Britain’s unemployment rate hit 5.0 percent at the end of last year as coronavirus lockdowns destroyed jobs, official data showed Tuesday.
The rate for the three months to the end of November compares with 4.9 percent in the quarter to October, the Office for National Statistics said in a statement.
At 5.0 percent, the figure is 1.2 percentage points higher than a year earlier, the ONS added.
“This crisis has gone on far longer than any of us hoped — and every job lost as a result is a tragedy,” finance minister Rishi Sunak said.
Analysts expect the unemployment rate to surge further when the UK government’s furlough scheme paying the bulk of wages for millions of private-sector workers stops at the end of April.
Between February last year, ahead of Britain’s first lockdown, and December, the number of payroll employees dived by 828,000.
The ONS data comes one day after administrators for collapsed UK department store chain Debenhams said it planned to shut all its outlets, costing around 12,000 jobs.

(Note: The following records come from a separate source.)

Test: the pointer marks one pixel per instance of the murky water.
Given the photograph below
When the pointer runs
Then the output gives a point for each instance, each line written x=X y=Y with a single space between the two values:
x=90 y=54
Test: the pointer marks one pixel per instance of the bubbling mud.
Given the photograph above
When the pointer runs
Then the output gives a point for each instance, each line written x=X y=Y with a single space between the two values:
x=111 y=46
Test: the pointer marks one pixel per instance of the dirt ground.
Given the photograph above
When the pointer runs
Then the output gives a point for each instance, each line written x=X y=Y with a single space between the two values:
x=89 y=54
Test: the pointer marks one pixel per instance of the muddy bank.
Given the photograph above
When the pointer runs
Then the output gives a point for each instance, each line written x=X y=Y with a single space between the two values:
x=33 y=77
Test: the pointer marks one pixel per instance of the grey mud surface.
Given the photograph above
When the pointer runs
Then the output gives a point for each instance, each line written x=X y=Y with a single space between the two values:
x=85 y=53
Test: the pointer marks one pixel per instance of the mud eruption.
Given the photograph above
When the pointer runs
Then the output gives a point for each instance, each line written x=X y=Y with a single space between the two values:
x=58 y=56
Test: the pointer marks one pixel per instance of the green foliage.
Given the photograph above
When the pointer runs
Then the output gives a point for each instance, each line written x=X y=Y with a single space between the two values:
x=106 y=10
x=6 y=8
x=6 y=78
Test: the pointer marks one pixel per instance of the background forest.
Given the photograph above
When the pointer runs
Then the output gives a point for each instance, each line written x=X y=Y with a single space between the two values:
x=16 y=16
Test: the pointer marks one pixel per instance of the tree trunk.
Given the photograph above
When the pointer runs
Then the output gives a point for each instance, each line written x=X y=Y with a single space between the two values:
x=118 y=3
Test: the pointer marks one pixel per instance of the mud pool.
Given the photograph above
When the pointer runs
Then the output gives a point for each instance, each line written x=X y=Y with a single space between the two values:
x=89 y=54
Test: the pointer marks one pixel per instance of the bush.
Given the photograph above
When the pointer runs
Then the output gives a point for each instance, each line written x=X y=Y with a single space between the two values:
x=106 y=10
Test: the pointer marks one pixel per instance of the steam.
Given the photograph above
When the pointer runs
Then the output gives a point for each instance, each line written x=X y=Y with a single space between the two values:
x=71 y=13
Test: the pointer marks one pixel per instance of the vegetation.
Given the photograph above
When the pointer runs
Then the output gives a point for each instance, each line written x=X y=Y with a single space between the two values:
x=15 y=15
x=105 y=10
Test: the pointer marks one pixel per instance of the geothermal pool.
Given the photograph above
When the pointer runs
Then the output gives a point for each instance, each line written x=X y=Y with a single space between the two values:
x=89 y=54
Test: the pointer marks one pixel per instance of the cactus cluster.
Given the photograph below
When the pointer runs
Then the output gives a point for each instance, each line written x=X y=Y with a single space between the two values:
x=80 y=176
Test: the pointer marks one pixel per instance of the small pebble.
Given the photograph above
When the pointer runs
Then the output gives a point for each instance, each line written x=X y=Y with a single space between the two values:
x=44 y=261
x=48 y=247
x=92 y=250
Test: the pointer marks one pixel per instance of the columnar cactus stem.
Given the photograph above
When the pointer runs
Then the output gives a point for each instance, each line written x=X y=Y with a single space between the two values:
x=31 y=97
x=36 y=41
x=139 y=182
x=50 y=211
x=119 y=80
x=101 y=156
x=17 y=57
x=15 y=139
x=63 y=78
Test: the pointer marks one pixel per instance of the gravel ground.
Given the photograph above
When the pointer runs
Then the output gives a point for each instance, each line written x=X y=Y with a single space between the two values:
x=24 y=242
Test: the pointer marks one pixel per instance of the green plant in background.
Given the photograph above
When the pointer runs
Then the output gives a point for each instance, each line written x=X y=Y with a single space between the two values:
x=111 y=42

While Debenhams had struggled with fierce online competition long before the coronavirus pandemic, Britain’s bricks-and-mortar retailers are in turmoil after a series of lockdowns.
British Prime Minister Boris Johnson has insisted that the current lockdown may not be lifted until around Easter.
“Overall, the labour market will probably continue to weaken over the rest of this year, especially once the furlough scheme finishes,” Thomas Pugh, economist at Capital Economics research group, said.